Now, here’s where we stand for each vitamin and mineral. Note that any item listed below with an asterik (*) was not originally listed in the aforementioned RDA chart but on the long term food storage label instead:
- boron – NONE
- calcium – black beans, pinto beans, white beans, white wheat, dry milk, carrots, refried beans, cocoa mix, fruit drink mix
- chloride – NONE
- chlorine – NONE
- copper – NONE
- fluoride – NONE
- folic acid (folate) – white rice, spaghetti, macaroni, white flour, fruit drink mix
- iodine – NONE
- iron – black beans, pinto beans, white beans, white rice, white wheat, red wheat, oats, spaghetti, macaroni, carrots, refried beans, cocoa mix, white flour
- magnesium – NONE
- manganese – NONE
- molybdenum – NONE
- nickel – NONE
- phosphorus – NONE
- selenium – NONE
- sodium – NONE
- vanadium – NONE
- vitamin A – dry milk, carrots, fruit drink mix
- *vitamin B1 (thiamin) – white rice, spaghetti, macaroni, white flour, fruit drink mix
- *vitamin B2 (riboflavin) – spaghetti, macaroni, white flour, fruit drink mix
- vitamin B3 (niacin) – white rice, spaghetti, macaroni, white flour, fruit drink mix
- *vitamin B5 (pantothenic acid) – fruit drink mix
- vitamin B6 – fruit drink mix
- *vitamin B7 or H (biotin) – fruit drink mix
- *vitamin B12 – fruit drink mix
- vitamin C – pinto beans, white rice, dry onions, potato flakes, carrots, refried beans, fruit drink mix
- vitamin D – dry milk, fruit drink mix
- vitamin E – fruit drink mix
- zinc – NONE
Obviously, there are quite a few needs shown above that don’t have any associated long term food storage food, the vast majority of which are minerals… that’s not good! Moreover, there are also vitamins that only have one or two associated long term foods, which doesn’t lend for much variety. On the other hand, there are a few very specific needs–folate, iron, a few B vitamins, and vitamin C–that seem fairly well covered.
So, where do we stand?
Like I mentioned previously, I’m sure you’ll be adding a variety of additional store-bought canned goods and other foods to supplement your long term foods.

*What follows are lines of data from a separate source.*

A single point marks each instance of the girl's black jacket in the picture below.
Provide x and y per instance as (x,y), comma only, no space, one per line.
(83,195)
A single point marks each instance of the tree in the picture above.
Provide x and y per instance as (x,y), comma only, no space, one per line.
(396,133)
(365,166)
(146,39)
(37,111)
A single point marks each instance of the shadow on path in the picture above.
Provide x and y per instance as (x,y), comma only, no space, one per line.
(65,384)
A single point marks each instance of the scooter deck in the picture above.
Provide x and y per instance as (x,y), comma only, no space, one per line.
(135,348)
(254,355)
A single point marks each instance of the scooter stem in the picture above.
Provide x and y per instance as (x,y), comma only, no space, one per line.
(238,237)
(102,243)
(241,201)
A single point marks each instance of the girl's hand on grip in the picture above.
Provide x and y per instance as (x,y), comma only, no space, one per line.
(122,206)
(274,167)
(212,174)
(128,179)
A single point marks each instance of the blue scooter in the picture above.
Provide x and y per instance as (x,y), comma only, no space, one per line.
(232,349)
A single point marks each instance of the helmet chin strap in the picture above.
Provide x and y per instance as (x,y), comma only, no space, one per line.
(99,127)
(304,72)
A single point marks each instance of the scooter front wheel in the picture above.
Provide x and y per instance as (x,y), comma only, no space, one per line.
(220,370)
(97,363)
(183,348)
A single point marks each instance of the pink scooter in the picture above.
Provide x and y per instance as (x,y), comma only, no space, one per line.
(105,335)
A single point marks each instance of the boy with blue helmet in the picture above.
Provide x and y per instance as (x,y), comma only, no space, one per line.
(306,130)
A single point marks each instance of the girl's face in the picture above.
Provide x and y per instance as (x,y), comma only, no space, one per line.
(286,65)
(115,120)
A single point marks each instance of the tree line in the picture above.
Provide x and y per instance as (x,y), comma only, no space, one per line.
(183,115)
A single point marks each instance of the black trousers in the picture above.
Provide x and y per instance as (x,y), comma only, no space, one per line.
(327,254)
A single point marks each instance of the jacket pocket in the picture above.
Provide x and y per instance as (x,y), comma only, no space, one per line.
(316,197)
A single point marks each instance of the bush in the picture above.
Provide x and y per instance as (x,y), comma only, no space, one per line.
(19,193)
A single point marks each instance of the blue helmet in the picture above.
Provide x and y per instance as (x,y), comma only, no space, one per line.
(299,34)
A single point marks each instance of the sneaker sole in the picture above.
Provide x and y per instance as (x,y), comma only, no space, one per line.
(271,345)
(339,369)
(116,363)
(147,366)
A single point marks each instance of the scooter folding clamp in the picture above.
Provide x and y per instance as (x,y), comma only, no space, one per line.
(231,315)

Perhaps you even have a variety of canned meats, dehydrated vegetables, and some eggs stored, all of which are HIGHLY recommended for other reasons besides vitamins and mineral content, including protein, fats, etc. In fact, it’s specifically foods like meats, dairy, vegetables, and fruits that contain many of the missing minerals.
All that said, looking from just a vitamin and mineral standpoint and focusing on long term foods storage foods only, the data looks fairly clear: include a vitamin supplement in your long term preps. Or, at the very least, a mineral supplement and maybe a vitamin B complex.